Try at: Felice a Testaccio, Da Cesare al Casaletto, Roscioli Salumeria in Rome.
8. Tiramisù
The most-counterfeited Italian dessert: layers of mascarpone-and-egg-yolk cream, savoiardi cookies dipped in espresso, dusted with cocoa. Originated in Treviso (Veneto) in the 1960s; the canonical version is at Ristorante Le Beccherie, the restaurant of its alleged invention.
Try at: Le Beccherie in Treviso, Pompi in Rome.
9. Aperitivo & cicchetti
Northern Italy's pre-dinner ritual: a drink (Aperol Spritz, Negroni, Hugo) accompanied by small bites — olives, focaccia, salumi, cicchetti (Venetian small plates). 6–8pm is the window. Milan's aperitivo includes a buffet; Venice's bacari serve cicchetti at the bar.
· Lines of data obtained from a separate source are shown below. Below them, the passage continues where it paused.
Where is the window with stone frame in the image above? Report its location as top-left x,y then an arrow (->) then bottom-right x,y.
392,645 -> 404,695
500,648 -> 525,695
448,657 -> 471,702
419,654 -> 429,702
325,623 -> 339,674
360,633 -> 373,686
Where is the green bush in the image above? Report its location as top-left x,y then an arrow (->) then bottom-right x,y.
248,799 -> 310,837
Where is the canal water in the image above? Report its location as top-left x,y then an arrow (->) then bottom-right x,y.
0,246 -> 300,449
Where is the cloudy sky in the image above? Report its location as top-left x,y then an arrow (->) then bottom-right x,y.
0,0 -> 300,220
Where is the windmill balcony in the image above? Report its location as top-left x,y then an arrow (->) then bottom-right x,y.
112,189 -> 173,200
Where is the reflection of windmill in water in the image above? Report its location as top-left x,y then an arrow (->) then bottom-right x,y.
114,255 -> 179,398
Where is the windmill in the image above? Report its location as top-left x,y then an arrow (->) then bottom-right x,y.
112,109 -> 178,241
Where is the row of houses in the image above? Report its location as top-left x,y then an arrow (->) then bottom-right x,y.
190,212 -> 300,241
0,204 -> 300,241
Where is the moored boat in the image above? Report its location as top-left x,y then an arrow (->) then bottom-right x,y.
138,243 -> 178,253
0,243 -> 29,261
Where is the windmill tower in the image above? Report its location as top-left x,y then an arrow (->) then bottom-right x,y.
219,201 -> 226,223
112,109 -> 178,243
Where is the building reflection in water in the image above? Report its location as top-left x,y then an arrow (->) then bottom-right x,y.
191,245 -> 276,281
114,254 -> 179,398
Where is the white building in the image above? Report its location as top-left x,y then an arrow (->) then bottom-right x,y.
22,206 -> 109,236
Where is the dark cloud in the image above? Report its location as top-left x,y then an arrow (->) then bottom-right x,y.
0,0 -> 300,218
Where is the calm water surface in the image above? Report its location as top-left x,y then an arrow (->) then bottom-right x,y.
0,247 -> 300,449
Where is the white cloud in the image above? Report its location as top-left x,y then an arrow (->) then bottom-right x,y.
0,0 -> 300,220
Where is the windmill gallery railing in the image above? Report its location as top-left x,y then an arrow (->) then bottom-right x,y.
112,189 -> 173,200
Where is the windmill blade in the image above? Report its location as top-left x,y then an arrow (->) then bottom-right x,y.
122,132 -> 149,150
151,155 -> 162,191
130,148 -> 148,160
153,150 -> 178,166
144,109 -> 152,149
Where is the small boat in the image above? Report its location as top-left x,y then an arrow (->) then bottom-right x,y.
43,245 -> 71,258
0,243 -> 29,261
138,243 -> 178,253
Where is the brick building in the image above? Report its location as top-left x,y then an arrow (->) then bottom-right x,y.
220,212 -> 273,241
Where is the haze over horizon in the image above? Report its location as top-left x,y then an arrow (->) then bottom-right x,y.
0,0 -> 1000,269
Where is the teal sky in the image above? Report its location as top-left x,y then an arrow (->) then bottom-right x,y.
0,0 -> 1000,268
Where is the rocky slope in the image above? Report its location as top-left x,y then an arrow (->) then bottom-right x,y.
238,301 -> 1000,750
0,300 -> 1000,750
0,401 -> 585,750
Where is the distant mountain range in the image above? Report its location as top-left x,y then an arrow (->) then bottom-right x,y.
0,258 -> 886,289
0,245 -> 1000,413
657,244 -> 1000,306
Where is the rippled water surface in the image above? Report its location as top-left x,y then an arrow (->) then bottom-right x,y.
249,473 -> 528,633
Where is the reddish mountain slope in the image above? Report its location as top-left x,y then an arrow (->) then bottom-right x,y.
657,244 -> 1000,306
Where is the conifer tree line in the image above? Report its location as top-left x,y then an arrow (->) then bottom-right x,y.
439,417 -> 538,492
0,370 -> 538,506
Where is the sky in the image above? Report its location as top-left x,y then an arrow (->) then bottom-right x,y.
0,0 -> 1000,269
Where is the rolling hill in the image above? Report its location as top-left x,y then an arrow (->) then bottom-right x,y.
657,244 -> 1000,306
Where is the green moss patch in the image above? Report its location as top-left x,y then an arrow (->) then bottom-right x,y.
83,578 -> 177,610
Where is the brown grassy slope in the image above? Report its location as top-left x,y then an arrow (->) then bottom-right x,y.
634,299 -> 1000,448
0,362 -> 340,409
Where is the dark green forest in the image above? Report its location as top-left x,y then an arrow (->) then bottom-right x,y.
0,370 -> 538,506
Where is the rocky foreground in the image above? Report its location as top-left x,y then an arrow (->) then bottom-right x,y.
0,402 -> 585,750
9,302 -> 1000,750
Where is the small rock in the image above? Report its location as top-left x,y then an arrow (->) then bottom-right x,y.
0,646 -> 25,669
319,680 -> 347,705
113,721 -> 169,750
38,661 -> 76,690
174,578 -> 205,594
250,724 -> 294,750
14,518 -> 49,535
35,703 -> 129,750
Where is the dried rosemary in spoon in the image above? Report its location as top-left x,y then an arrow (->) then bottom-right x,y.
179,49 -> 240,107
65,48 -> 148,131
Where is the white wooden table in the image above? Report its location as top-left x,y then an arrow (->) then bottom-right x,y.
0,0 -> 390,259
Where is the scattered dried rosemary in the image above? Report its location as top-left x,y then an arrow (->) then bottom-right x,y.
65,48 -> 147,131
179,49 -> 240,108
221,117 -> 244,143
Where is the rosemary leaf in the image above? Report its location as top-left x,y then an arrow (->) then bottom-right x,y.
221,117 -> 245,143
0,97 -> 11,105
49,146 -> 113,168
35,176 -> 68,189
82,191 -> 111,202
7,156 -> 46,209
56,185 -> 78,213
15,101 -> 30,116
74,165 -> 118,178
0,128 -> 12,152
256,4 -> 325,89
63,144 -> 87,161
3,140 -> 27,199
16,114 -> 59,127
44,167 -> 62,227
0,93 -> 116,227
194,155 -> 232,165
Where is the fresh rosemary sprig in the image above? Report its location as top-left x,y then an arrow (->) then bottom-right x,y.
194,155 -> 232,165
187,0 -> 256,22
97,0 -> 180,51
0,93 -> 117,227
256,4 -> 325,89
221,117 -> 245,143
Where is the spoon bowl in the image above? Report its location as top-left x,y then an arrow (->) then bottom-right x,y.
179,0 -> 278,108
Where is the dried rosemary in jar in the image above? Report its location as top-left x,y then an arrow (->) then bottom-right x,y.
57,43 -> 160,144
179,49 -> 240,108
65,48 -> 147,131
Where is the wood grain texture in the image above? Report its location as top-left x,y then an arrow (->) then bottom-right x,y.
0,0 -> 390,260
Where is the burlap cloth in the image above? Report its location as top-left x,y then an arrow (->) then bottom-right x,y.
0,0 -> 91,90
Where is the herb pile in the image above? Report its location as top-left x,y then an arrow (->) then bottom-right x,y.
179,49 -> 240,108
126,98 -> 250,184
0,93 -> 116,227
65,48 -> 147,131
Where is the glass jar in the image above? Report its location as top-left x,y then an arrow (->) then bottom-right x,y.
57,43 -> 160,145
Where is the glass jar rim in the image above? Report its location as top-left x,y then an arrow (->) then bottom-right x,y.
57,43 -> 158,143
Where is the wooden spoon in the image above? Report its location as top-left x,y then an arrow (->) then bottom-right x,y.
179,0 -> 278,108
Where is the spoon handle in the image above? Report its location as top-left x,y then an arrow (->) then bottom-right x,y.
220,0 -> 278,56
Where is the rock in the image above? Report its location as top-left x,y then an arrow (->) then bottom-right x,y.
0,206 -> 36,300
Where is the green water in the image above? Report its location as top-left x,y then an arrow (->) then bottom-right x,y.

Try at: Bacaro Risorto in Venice, Camparino in Milan's Galleria, Caffè Mulassano in Turin.
10. Cannoli
Sicily's signature pastry: a fried tube of dough filled with sweetened ricotta, candied fruit, pistachios, or chocolate chips. The tube must be filled to order — pre-filled cannoli go soggy in minutes.
Try at: I Segreti del Chiostro in Palermo, Pasticceria Costa in Catania.
Practical tip
Italians eat dinner late (8–10pm) and have a small breakfast (just espresso + cornetto for many). Adjust your eating clock to local rhythms and the food makes more sense.